ずさんな統計データに振り回されない

・Eストアー調査 「グーグルな人、ヤフーな人」  第1弾 “友達”何人いる? 「グーグルな人」の10人に1人は“友達いない” その数「ヤフーな人」の2倍以上!
 http://v.japan.cnet.com/news/release/story/0,2000067550,00024239p,00.htm(CNET Japan)
・主婦や事務職はYahoo! JAPANを、経営者はGoogleを使う/検索サービスの利用に関する調査
 http://web-tan.forum.impressrd.jp/e/2007/11/20/2236(Web担当者Forum)

 仕事柄、ネットでのニュースをこまめにチェックしているのですが、たまに「ん?」と首を傾げたくなるニュースに行き当たります。時期を同じくして、Yahoo!とGoogleのユーザー属性に関するニュースを目にしたのですが、Eストアーのデータの杜撰さはありえないレベルですね。Eストアーの調査では、

【Q:あなたにとって、仲良しの「友達」は何人いますか?】
上記質問について「0人」と答えた「ヤフーな人」は4.4%、「グーグルな人」は9.8%となりました。 また、「20人以上」と答えた「ヤフーな人」は2.0%だったのに対し、「グーグルな人」は0%でした。

 と言う結果になったので、「グーグルな人の10人に1人は友達いない」という結論に持っていってます。キャッチーなこと言いたいだけなんじゃないの?って邪推する気持ちを押さえて、もうちょいチマチマと突っ込んでみます。

 まず「調査対象者:全国の12歳以上の男女412名」とありますがその内訳を明らかにしていないので、「ヤフーな人」が若年層と年配者ばかりで、「グーグルな人」がビジネスマンばかり、ということだって充分に 有り得る訳です。「Web担当者Forum」の記事では、「主婦や事務職はYahoo! JAPANを、経営者はGoogleを使う」という傾向が出ているらしいですし、回答者の属性を明らかにすることなく同列で語っても仕方の無いことです。

 属性が偏っていれば違えば答えも変わってきます。「あなたにとって、仲良しの「友達」は何人いますか?」という設問に対して、ビジネスマンと小学生では「仲良しの友達」の捉え方が異なってくるはずです。回答者によって捉え方が変わってくる設問はやはり調査の信憑性に欠けます。
 ネタとしては面白いですが、釣られないように注意しましょう

・「モバゲータウン」利用者が「GREE」超える【第30回:モバイル調査】
 http://japan.internet.com/allnet/20071120/5.html(japan.internet.com)

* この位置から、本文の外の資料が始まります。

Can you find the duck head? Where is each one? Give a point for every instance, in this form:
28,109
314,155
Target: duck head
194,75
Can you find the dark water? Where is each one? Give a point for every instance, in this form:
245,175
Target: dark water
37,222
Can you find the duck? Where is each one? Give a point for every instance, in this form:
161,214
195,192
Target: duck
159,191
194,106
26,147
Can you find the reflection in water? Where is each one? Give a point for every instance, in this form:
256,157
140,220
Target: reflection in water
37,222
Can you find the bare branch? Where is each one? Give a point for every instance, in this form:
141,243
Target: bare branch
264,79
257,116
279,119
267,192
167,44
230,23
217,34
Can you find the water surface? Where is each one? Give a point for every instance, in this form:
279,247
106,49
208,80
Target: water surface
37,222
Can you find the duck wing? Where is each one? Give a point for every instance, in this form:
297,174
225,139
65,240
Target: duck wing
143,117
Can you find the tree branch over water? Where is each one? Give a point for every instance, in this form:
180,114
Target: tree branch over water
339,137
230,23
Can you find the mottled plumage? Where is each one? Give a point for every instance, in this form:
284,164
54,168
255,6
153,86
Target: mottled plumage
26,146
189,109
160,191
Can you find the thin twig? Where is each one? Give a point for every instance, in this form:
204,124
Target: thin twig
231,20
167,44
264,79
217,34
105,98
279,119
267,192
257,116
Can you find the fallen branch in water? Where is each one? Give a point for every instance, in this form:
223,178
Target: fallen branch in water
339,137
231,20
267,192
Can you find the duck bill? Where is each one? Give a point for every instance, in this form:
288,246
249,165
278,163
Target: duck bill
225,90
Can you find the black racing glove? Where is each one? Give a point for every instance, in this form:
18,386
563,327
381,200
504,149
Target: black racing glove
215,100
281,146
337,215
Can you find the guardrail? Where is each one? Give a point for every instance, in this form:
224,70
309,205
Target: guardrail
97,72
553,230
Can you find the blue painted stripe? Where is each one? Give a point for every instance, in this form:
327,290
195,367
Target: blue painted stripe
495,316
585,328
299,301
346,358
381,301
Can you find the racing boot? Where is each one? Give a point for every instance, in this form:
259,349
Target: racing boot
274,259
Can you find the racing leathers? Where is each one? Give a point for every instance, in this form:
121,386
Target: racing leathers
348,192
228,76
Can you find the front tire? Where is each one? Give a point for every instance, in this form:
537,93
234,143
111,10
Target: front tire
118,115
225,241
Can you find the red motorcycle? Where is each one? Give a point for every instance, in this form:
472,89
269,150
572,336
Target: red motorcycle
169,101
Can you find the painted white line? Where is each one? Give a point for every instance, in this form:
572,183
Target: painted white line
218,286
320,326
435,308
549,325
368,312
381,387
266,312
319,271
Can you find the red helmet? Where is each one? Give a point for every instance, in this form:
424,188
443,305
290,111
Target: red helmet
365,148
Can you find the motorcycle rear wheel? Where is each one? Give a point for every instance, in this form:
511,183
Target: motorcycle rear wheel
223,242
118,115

 もいっこ、「ん?」と思った調査。「モバゲータウン利用者がGREE超える」っていまさら?って思ったら調査対象が「10代3.23%」ということでなるほどと合点がいった。モバゲータウンと言えば、ユーザーはほとんど10代、いってもまぁ20代前半までという偏った属性を持っている。なのに、10代の回答者が3%そこそこでは、モバゲーの勢いはデータに表れにくいでしょうね。

追記(11月27日)

・ヤフーユーザーはグーグルユーザーより若く、しかも既婚者が多い?
 http://japan.cnet.com/marketing/story/0,3800080523,20361860,00.htm(CNET Japan)

Yahoo! 検索ユーザーの方がグーグルユーザーよりも若く、そして既婚率が高い–このような傾向がEストアーの調査で明らかになった。同社は先週にも、ヤフーユーザーとグーグルユーザーの友達の数を比較するユニークな調査結果を発表したばかりだ。今回はその「ヤフーな人、グーグルな人」調査の第2弾となる。

 これは記事内容がおかしい。「発表したばかりだ」どころか、これは明らかに第1弾のときのデータを流用しただけでしょうよ。
 第1弾のときは、こういったユーザー属性を隠した上で、Googleユーザーは友達が少ない、って言ってたわけで、このデータを見るとたしかに、先に述べた通り偏った結果が出て然るべきのユーザー属性になっている。だって20代以下のユーザー数なんて、Yahoo!はGoogleの倍ですよ。友達の数も変わってくるわ、そりゃ。

 本来であればこういったユーザー属性を明らかにした上で、比較しなくてはいけないはずなのに、そういった必須情報は隠して、あろうことか、別データのごとく見せかけて発表しているわけです。悪質極まりない。やり方が姑息。呆れてモノが言えないですよ。